Figure 1: The proposed X, under the guidance of multimodal inputs including OSM data, semantic maps, and satellite images, facilitates the automatic creation of realistic large-scale 3D urban scenes.
Experiments and Results
Experiments demonstrate the efficacy of X in producing realistic urban environments from various multimodal inputs. The framework not only supports diverse inputs but also improves scene realism and consistency when compared to existing methods.
Comparative Study
X outperforms prior city generation methodologies like CityDreamer and SceneDreamer under different input conditions by addressing issues such as asset overlap and repetitive structures. The system's ability to maintain geometric regularity while ensuring high-quality output sets it apart.
Figure 2: Comparative results on city generation.
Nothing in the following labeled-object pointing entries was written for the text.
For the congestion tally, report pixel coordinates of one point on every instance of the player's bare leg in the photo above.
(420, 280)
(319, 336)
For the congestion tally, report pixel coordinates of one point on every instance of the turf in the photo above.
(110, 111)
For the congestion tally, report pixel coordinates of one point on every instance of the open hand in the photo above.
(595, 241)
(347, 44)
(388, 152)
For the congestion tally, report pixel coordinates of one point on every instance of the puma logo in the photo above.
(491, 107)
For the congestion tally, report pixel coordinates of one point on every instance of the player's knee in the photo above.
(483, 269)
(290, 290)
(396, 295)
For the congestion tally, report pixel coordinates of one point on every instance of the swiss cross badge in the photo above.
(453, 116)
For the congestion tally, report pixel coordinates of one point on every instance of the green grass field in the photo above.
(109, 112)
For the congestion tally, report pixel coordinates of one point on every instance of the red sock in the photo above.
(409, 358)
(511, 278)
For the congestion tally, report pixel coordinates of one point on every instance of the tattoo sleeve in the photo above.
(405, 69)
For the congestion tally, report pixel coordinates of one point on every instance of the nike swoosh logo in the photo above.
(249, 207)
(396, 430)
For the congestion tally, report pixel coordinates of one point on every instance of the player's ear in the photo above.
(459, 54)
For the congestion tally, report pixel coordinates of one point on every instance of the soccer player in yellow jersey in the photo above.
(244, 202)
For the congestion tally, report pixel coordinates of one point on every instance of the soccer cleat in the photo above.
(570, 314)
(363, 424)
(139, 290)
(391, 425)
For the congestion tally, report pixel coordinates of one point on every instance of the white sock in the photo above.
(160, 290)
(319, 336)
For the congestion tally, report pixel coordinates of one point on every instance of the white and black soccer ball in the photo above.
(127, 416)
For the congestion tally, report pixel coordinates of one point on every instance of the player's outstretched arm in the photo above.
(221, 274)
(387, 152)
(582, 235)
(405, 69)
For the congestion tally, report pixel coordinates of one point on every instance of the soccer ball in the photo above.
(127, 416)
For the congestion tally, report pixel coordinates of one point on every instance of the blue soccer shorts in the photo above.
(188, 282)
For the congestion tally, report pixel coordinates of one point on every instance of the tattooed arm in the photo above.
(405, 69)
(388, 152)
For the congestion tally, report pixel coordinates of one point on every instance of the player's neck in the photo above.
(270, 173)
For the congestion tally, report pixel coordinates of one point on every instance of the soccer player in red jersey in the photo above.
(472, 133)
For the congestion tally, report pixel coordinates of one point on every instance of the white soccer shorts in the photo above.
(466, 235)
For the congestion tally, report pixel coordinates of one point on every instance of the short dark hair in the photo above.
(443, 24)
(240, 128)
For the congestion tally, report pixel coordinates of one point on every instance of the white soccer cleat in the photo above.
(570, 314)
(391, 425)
Issues with unreasonable geometry are observed in previous works, while our method performs well in generating realistic large-scale city scenes.
Aesthetic Evaluation
In collaborative aesthetic evaluations involving both experts and volunteers, X achieved higher scores across both aesthetic and rationality dimensions, marking a significant improvement in urban scene generation quality.
Figure 3: Urban scene generation with multimodal inputs, where we present an overhead view aligned with the multimodal input perspective, along with three street-level views.
Conclusions
X represents a significant advancement in procedural content generation for urban environments, effectively bridging the gap between generated assets and industrial requirements. Its capacity for handling multimodal inputs and delivering scalable, high-resolution 3D city scenes highlights its potential contributions to the PCG community and its applications in gaming, virtual reality, and animation industries.
The multi-agent framework is particularly noteworthy for its innovative handling of complex interactions within urban generation tasks, providing a versatile and scalable solution that could inform future developments in procedural generation systems. While promising, future research may focus on enhancing parameter extraction efficiency and broadening the diversity of generation techniques beyond existing procedural constraints.